The theme? A playful romance between The Kenzo Guy and The Kenzo Girl. Their wardrobes crisscross as they borrow from each other’s styles—bold, expressive, and unafraid to mix the unexpected. “Serious about their look but having fun with their fashion,” the couple becomes a symbol of joyful experimentation.
Signature animal characters return, with two new additions: Quique the Tiger and Kali the Bunny. They appear merged together—bunnies with tiger stripes—on standout pieces like a coat and a body suit with dropped straps. The collection embraces print clashing at its most confident: florals from Kenzo’s archive, polka dots, stars, checkerboards, and harlequin patterns form a striking new graphic language.

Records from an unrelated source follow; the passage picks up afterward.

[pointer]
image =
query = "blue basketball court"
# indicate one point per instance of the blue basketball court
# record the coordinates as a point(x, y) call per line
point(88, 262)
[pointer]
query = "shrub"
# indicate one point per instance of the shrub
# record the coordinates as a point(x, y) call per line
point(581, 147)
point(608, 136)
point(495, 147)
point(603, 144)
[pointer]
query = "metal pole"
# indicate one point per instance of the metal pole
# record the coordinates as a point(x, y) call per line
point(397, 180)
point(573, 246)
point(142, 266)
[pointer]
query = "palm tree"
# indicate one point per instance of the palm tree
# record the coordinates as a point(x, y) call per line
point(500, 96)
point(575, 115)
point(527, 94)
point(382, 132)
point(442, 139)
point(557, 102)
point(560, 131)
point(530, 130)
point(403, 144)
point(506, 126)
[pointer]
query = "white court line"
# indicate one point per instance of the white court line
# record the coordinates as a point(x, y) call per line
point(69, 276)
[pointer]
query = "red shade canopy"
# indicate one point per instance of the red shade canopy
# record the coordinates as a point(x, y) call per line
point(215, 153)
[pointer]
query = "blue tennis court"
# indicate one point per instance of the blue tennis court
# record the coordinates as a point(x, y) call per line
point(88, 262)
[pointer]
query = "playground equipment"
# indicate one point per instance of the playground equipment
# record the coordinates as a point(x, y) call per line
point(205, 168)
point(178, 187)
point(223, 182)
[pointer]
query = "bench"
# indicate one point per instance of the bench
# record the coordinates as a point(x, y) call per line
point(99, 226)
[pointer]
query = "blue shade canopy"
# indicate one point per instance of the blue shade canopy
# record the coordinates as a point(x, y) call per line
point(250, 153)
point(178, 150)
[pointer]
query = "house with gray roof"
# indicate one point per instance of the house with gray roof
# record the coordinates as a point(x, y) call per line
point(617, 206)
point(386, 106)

The visual tension is deliberate. Punk elements and graffiti culture meet classic tailoring and Italian craftsmanship. A hot pink dinner jacket is styled for day, while Japanese satin tailoring steps into eveningwear. Footwear makes a bold statement, with platformed bowling shoes and mules bringing comfort to the street.
Accessories follow suit. Bags look lived-in, spray-painted for an urban edge. Even belt buckles smile, a cheeky nod to the collection’s core message: “Fashion need not always be taken seriously.”
With “Club Kenzo,” NIGO proves that style can be precise and playful, rooted in heritage yet wildly fresh.